Kehidupan ini aneh. Termasuk bertemu denganmu adalah hal
aneh. Dan membuatku menjadi aneh. Aku bilang aku menyukaimu, dan kamu
menolaknya mentah-mentah. Kau bilang, aku menguntit hingga ke lubang sempit para dedemit. Wek!

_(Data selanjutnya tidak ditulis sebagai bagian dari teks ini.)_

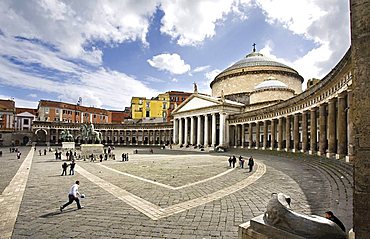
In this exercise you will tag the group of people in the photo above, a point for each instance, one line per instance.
(232, 162)
(124, 157)
(71, 169)
(40, 152)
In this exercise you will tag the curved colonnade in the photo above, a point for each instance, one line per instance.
(133, 134)
(315, 121)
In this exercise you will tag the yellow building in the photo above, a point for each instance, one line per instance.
(155, 108)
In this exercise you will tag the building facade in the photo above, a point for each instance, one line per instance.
(276, 116)
(53, 111)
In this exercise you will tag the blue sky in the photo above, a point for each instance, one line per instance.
(108, 51)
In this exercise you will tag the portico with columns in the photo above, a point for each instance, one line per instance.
(201, 121)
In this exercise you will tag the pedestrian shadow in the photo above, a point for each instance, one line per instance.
(51, 214)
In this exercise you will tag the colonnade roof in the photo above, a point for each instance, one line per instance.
(199, 101)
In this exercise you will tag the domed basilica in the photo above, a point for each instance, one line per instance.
(258, 103)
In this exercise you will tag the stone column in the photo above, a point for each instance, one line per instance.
(199, 131)
(287, 133)
(360, 108)
(192, 130)
(265, 132)
(258, 128)
(186, 134)
(214, 130)
(206, 142)
(322, 122)
(342, 127)
(137, 137)
(313, 131)
(250, 135)
(236, 135)
(332, 129)
(273, 134)
(175, 130)
(222, 128)
(243, 136)
(304, 132)
(180, 132)
(56, 136)
(296, 133)
(350, 135)
(280, 136)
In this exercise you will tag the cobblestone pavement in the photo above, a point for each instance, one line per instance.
(121, 196)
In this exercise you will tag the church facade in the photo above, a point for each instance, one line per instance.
(258, 103)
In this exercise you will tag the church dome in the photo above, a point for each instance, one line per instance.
(240, 80)
(269, 84)
(256, 59)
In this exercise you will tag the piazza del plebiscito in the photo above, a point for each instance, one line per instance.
(255, 103)
(258, 103)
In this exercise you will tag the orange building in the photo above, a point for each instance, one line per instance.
(7, 114)
(176, 98)
(53, 111)
(118, 117)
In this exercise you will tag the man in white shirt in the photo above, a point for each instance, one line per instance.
(72, 196)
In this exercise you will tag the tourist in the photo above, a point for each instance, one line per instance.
(72, 196)
(234, 161)
(250, 164)
(241, 162)
(64, 167)
(72, 168)
(330, 215)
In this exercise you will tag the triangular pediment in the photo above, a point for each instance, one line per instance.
(196, 103)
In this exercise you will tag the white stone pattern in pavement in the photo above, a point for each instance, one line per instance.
(168, 186)
(155, 212)
(11, 198)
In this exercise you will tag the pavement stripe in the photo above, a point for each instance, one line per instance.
(136, 202)
(155, 212)
(11, 198)
(165, 185)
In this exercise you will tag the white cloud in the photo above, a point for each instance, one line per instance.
(169, 62)
(21, 103)
(71, 26)
(324, 22)
(201, 68)
(191, 22)
(98, 87)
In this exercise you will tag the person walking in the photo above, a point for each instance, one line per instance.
(234, 161)
(64, 167)
(73, 196)
(250, 164)
(241, 162)
(330, 215)
(72, 168)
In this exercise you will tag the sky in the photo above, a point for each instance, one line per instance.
(109, 51)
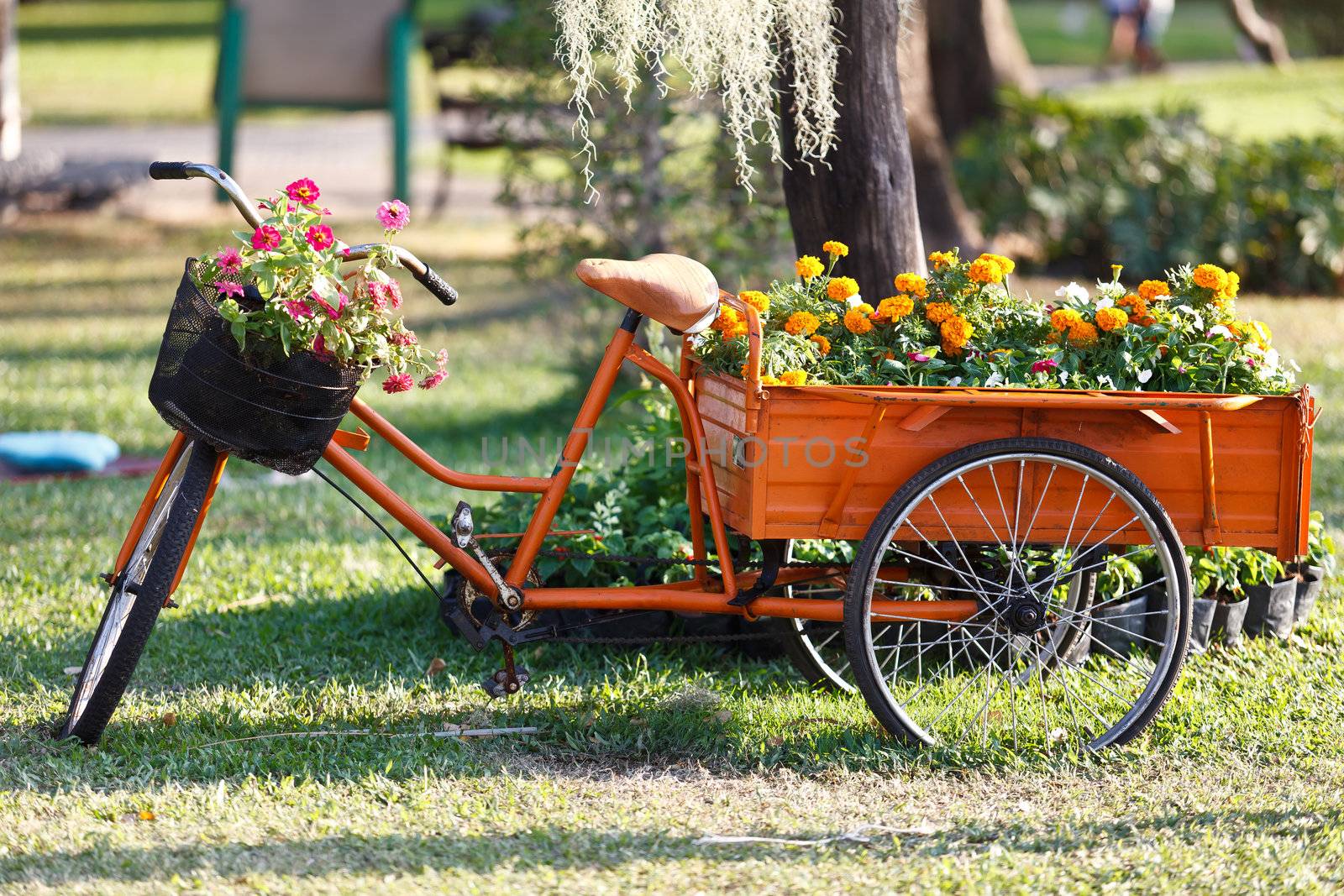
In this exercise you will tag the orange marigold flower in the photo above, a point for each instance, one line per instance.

Aku bukanlah polisi reserse yang akan menjadikanmu sosok
buronan. Hanya orang-orang bodoh yang
membuat yang disayanginya menjadi tak aman. Betapapun, pengalaman itu tak
menenangkan ataupun mungkin menyakitkan. Sebab perasaan sayang dan cinta takkan
berubah dan berganti, hanya gara-gara penolakan. Karena anggapanmu sendirilah,
akhirnya aku tampak membayang-bayangimu.
Sesungguhnya, aku hanyalah sosok yang pasif, pendiam, dan
pemalu. Makanya aku menembakmu sekali. Aku tak seperti dalam tulisan-tulisanku
yang pernah kau baca. Yang selalu setia menampilkan sosok lelaki yang tangguh
dan militan untuk setia pada satu cinta dan kukuh mengejar Aku hanyalah seorang
pemimpi. Kemudian menampilkan sosok imajiner perempuan maskulin yang suatu saat
dialah yang menembakku tanpa perlu ditembak.

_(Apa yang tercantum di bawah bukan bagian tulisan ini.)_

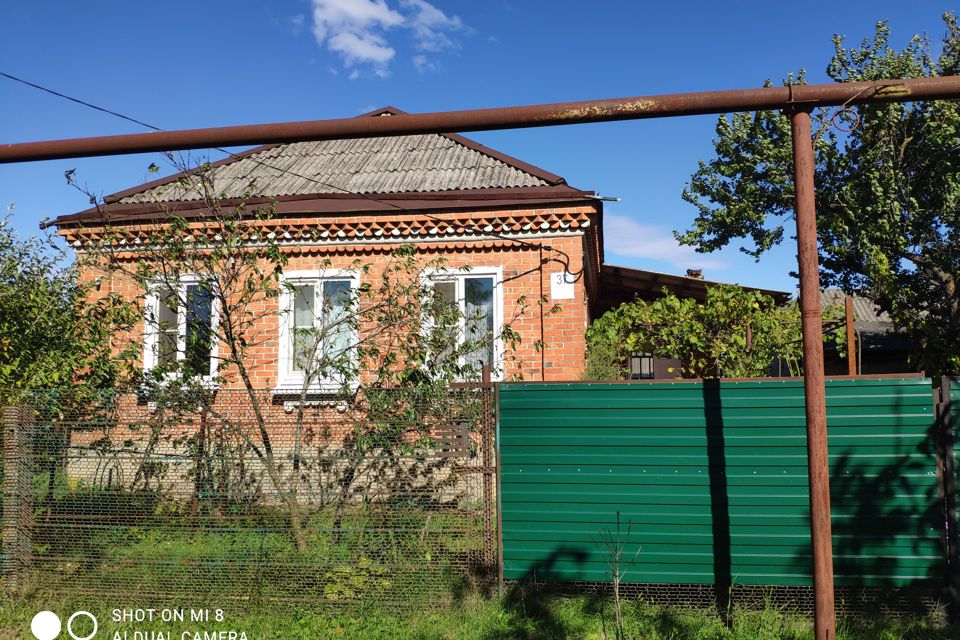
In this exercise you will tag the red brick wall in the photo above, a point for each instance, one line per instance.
(524, 275)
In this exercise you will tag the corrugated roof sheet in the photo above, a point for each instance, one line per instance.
(867, 316)
(402, 164)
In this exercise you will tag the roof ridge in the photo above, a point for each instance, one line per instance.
(508, 161)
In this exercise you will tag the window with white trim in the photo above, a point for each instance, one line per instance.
(477, 295)
(180, 328)
(317, 334)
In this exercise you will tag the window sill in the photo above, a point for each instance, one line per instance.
(316, 395)
(294, 388)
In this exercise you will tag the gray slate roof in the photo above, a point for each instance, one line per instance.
(867, 317)
(403, 164)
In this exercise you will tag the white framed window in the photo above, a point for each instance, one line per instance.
(315, 328)
(180, 328)
(641, 366)
(478, 296)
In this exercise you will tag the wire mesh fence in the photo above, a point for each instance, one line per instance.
(381, 495)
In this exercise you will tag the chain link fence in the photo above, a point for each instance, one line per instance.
(379, 495)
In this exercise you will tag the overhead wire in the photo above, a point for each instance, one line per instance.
(471, 230)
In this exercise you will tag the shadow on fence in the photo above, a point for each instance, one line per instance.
(334, 500)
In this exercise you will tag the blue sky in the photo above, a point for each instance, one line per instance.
(199, 64)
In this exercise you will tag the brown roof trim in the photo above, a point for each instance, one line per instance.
(617, 283)
(338, 203)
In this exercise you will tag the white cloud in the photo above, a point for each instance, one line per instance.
(627, 237)
(423, 64)
(430, 26)
(356, 30)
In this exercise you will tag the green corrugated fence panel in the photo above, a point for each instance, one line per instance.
(709, 483)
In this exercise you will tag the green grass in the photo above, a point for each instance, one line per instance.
(528, 617)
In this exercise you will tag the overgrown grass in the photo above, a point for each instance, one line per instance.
(530, 617)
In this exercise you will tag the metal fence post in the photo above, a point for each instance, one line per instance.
(944, 417)
(17, 496)
(489, 553)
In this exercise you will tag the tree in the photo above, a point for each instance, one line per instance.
(735, 333)
(53, 332)
(887, 191)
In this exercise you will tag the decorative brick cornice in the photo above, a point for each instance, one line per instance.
(360, 230)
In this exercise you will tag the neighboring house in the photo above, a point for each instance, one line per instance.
(880, 349)
(520, 231)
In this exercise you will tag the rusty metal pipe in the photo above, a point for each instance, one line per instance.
(662, 106)
(813, 376)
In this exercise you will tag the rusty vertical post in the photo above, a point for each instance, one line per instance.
(948, 487)
(851, 336)
(813, 379)
(17, 516)
(489, 555)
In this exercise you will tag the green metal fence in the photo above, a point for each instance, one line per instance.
(706, 483)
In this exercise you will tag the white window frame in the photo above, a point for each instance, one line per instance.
(151, 331)
(289, 382)
(432, 276)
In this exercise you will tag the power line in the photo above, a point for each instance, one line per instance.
(463, 227)
(79, 101)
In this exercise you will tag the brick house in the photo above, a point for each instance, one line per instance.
(520, 231)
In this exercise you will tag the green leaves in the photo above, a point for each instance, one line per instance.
(52, 331)
(888, 192)
(735, 333)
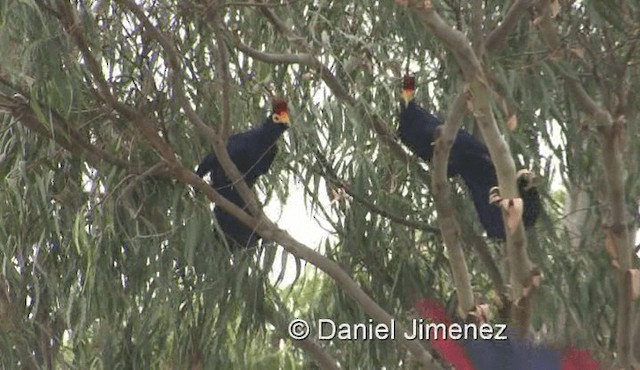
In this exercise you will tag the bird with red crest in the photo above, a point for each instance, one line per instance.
(252, 152)
(469, 158)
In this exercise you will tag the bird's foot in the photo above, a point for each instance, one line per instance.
(511, 207)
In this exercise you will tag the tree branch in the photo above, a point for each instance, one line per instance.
(441, 189)
(612, 149)
(468, 61)
(496, 38)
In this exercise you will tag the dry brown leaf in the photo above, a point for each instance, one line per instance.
(578, 52)
(512, 123)
(610, 246)
(555, 8)
(494, 195)
(634, 276)
(536, 280)
(469, 104)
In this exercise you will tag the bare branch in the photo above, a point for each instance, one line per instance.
(273, 58)
(332, 177)
(496, 38)
(442, 198)
(612, 154)
(223, 67)
(481, 94)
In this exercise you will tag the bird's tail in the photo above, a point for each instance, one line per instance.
(479, 185)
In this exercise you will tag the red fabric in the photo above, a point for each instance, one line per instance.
(453, 353)
(448, 349)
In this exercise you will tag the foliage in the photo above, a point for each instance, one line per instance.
(109, 260)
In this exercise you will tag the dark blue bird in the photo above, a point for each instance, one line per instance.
(469, 158)
(253, 153)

Karena, aku pasif dan bukan termasuk kalangan lelaki
pemberani. Aku hanya seseorang yang memimpikan sosok Srikandi. Sosok maskulin
yang menembakku suatu saat. Aku tetapi, aku tak pernah bermimpi jadi seorang
Arjuna dengan setumpuk kisah asmara dengan segepok cinta tergemgam. Aku hanya
bermimpi tentang satu cinta. Kau.
Kau tahu, banyak cinta itu pertanda kuat, dia tak pernah
mengalami jatuh cinta! Kau tahu, Arjuna itu layak dikasihani. Kalau kau intip
ruang terdalam batinnya, sesungguhnya dia sedang gelisah dan putus asa.

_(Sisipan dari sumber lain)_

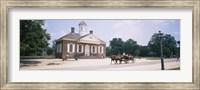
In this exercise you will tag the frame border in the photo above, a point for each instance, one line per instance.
(4, 43)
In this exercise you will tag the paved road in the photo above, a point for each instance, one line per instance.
(104, 64)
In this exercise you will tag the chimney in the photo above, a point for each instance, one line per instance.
(72, 29)
(91, 32)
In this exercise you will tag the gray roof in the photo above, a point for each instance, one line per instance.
(70, 36)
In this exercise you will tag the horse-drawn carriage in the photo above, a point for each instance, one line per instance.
(121, 58)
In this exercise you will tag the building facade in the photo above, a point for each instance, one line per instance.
(80, 45)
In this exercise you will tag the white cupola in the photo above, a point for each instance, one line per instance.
(82, 28)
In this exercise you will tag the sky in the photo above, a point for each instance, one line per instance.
(138, 30)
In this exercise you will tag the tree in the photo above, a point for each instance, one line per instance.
(50, 51)
(116, 45)
(33, 38)
(130, 47)
(168, 42)
(167, 52)
(108, 53)
(144, 51)
(137, 52)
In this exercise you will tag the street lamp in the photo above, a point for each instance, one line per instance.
(161, 51)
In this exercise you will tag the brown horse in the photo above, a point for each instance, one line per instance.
(116, 58)
(128, 58)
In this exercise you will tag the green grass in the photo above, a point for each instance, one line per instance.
(177, 68)
(154, 58)
(37, 57)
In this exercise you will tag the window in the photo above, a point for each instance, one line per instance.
(93, 49)
(100, 50)
(79, 48)
(59, 48)
(70, 47)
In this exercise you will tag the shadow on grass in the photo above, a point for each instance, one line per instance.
(30, 62)
(177, 68)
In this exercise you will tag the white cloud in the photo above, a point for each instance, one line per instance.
(129, 29)
(45, 26)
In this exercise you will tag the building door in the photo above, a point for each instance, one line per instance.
(87, 50)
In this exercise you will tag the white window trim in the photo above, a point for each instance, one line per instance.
(59, 48)
(68, 47)
(100, 47)
(78, 48)
(95, 49)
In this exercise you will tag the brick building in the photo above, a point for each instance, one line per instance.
(80, 45)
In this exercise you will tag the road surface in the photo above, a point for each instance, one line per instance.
(100, 65)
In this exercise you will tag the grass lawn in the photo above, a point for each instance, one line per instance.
(37, 57)
(154, 58)
(177, 68)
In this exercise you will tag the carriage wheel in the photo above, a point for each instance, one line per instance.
(133, 61)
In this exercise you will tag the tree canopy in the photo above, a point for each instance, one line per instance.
(118, 46)
(168, 42)
(33, 38)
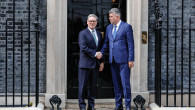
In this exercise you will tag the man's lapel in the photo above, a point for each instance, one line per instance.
(119, 30)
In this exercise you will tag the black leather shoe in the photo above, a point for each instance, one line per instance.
(90, 108)
(119, 108)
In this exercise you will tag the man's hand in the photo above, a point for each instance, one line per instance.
(98, 55)
(101, 67)
(131, 64)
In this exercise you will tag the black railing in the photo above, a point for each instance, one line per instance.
(178, 55)
(15, 46)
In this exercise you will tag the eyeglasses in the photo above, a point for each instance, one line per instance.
(92, 21)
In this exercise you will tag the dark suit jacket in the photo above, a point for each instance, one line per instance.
(88, 49)
(122, 47)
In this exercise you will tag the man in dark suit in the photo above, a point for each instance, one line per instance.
(119, 39)
(90, 42)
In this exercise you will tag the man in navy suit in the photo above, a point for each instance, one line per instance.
(90, 42)
(119, 40)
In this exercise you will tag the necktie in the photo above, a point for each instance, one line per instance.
(114, 33)
(93, 33)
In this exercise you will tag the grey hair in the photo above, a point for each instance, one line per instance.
(92, 15)
(115, 11)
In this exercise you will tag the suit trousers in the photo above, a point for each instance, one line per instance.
(87, 77)
(121, 81)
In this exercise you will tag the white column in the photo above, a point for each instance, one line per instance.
(137, 16)
(56, 50)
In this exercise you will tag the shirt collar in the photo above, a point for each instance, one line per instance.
(118, 24)
(91, 29)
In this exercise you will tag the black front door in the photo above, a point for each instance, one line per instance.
(78, 10)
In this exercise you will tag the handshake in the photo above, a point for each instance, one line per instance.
(98, 55)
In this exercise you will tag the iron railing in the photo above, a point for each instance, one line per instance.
(177, 54)
(11, 32)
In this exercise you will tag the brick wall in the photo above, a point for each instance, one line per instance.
(21, 13)
(175, 11)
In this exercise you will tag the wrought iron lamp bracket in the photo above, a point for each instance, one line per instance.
(55, 100)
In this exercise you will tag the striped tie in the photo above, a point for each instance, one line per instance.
(93, 33)
(114, 33)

Lihatlah ada sesuatu menetes di sana, di dalam rongga-rongga dadanya [dia
terluka!]. Dari sekian perempuan yang ditaklukkan, tak satu pun yang membuatnya
jatuh pada cinta. Makanya, bukannya dia playboy.
Dia hanya seorang lelaki yang putus asa. Percayalah! Aku termasuk lebih beruntung dari dia. Sebab
aku telah menemukan cinta itu. KAU. Ya, meskipun lalu tak termiliki. Tidak
perlu kau bilang, aku tidak layak jadi Lelaki. Aku hanyalah sosok yang dominan
feminim Itu saja. Kalaupun masih kau anggap begitu? Jika demikian, si Gibran
pun feminim. Bacalah tulisan-tulisannya. Apakah dia tidak layak jadi lelaki?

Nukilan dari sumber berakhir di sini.